In this one-day intermediate-level course, attendees will learn how to clean and preprocess data.
Much of the available literature focuses on modelling, the Data Science phase that attempts to build representations of data. But in industrial settings the reality is that a majority of a project’s time is spent dealing with data issues. In fact, some of the largest improvements in model performance can come from improving the data, not improving the model.
The focus of this training is to provide you with the techniques required to make the best of your data. We approach topics such as how to find and deal with missing data, clean corrupted data, find anomalies and convert features into a more suitable format. We will also look at how to transform and “engineer” new features to boost performance. Finally we will look at methods for choosing the best features to use for your specific problem.
The training is accompanied with a comprehensive set of examples and challenges using realistic but simple data.
- Engineers who work with data (e.g. for tasks such as Monitoring, Data Warehousing, Databases)
- Experienced Data Scientists who are looking to extract more performance or robustness out of their models
- Budding Data Scientists who want to learn how and why we need to clean data
- Beginner-level knowledge of Data Science (e.g. terminology, awareness of models and issues of modelling - no expertise expected, just an awareness of)
- Familiarity with Python (the practical exercises are in Python)
- An intuitive understanding of Basic Statistics (e.g. probability distributions, simple summary statistics like the mean and standard deviation)

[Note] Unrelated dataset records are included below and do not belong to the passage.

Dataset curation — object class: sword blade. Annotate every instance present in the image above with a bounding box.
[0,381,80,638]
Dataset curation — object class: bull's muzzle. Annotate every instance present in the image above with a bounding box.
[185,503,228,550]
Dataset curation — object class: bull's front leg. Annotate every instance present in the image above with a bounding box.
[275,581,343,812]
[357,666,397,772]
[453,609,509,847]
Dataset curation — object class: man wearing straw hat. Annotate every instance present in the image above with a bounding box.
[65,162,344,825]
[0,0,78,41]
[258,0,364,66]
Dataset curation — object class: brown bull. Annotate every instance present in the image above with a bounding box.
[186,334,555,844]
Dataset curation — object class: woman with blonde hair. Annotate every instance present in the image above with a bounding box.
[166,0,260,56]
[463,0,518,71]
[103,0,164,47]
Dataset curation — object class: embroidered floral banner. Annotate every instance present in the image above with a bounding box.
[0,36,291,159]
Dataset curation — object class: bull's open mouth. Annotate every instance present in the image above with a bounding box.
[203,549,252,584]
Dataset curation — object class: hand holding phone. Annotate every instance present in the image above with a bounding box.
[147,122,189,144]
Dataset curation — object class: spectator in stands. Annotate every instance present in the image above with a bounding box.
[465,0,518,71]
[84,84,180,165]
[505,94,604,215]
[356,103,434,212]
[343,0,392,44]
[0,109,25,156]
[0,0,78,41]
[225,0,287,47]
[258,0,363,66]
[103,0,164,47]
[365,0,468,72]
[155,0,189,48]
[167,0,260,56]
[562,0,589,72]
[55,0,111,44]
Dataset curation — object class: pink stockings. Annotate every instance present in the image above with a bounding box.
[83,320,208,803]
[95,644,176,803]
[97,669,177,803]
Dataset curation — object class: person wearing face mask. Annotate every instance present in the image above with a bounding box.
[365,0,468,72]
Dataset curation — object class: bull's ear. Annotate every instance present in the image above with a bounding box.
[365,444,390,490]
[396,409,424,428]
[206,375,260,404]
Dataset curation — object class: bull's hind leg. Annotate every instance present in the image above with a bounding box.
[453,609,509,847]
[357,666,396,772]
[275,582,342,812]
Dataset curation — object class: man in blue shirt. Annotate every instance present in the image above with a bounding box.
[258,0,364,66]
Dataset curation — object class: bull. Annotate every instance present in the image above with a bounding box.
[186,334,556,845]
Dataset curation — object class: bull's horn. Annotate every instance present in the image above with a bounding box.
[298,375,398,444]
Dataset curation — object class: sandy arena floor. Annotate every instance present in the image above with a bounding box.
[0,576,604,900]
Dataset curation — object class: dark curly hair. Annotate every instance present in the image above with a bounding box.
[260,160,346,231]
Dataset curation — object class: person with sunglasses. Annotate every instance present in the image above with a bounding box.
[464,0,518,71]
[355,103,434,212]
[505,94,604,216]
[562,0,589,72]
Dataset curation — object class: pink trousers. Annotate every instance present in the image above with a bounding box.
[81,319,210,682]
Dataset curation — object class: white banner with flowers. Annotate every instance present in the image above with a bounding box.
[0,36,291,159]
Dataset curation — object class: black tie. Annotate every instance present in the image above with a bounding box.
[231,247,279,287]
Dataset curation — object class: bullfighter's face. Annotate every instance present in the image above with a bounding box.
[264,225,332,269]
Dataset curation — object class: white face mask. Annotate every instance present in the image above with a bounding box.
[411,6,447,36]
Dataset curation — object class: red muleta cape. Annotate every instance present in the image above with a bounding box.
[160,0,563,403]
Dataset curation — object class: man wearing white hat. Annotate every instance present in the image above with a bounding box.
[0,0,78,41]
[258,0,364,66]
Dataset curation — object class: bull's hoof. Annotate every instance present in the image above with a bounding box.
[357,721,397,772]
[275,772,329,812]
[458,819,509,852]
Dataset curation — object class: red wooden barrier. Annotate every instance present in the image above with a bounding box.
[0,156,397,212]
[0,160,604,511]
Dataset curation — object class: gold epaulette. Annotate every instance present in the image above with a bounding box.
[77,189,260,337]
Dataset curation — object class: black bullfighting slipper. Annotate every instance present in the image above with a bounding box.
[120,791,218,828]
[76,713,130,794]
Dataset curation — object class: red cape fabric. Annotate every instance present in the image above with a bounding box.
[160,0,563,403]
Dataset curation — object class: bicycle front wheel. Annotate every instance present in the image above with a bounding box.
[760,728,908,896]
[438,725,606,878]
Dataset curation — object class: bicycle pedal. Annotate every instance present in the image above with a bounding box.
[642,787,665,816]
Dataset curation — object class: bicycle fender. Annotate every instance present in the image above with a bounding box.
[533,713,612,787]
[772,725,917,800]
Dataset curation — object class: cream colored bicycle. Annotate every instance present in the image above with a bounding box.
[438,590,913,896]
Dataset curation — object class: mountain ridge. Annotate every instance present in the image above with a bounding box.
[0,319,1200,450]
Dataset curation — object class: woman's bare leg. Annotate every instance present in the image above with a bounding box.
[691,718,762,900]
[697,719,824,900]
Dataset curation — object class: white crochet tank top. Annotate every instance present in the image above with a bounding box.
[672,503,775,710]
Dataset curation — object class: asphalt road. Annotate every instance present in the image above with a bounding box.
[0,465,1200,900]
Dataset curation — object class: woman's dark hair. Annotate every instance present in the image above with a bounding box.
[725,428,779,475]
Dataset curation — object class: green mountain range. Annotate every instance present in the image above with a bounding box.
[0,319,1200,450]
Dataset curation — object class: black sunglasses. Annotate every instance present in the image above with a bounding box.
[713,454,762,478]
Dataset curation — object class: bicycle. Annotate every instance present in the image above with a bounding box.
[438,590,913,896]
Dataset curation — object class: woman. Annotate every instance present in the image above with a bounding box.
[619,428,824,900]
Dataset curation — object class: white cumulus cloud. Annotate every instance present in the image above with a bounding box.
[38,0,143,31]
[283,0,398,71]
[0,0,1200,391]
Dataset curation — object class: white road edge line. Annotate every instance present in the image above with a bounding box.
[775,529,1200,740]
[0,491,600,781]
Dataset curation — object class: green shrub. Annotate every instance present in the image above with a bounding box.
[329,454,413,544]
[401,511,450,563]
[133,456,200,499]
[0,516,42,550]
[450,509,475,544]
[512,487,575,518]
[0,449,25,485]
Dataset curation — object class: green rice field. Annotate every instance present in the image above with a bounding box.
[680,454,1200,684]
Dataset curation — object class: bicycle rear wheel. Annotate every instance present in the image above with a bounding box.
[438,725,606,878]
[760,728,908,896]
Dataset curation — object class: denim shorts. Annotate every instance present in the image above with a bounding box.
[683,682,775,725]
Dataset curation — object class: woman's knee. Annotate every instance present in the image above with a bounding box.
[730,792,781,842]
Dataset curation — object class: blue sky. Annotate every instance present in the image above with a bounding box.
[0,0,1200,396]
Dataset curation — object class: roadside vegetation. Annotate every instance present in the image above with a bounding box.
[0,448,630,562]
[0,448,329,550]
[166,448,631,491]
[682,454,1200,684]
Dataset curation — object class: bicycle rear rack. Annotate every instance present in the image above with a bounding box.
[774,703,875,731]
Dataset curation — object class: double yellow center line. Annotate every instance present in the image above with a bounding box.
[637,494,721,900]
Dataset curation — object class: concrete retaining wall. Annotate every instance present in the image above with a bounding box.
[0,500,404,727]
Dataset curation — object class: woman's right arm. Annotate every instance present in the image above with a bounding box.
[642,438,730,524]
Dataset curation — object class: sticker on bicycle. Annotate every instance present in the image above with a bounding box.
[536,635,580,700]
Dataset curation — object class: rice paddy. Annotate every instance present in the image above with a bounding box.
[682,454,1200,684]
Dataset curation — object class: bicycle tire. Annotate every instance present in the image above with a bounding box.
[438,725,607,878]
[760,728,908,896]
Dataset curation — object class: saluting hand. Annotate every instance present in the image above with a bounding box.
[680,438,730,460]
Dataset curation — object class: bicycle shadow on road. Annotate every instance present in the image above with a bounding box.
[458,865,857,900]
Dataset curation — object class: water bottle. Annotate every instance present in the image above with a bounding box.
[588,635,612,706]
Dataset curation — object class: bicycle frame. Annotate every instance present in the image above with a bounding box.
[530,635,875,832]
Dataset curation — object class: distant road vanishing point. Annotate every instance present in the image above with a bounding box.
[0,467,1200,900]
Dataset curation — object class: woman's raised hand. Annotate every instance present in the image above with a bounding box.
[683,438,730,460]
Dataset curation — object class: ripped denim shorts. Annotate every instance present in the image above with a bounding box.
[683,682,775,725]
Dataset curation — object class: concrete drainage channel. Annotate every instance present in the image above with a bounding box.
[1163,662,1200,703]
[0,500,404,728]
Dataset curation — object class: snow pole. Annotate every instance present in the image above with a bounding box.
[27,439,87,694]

Attendees will leave knowing…
- How data quality impacts project performance
- The multitude of ways data can become corrupt
- How to deal with corruptions of different types
- Why derived data can be better than the original
Attendees will be able to…
- Decide when and how to clean data
- Spot different types of corruption
- Transform the data to produce better representations of the original
- Clean all types of data: categorical, continuous, time series, etc.
People often assume (due to over-popularisation on the internet) that most of a Data Scientist’s job is modelling, it’s not, it’s working with data. A 2017 report by CloudFlower found that 60% of a Data Scientist’s time is spent either collecting, cleaning or mining for data.
People spend an inordinate amount of time playing with models, when most of the performance improvements come from working with the data.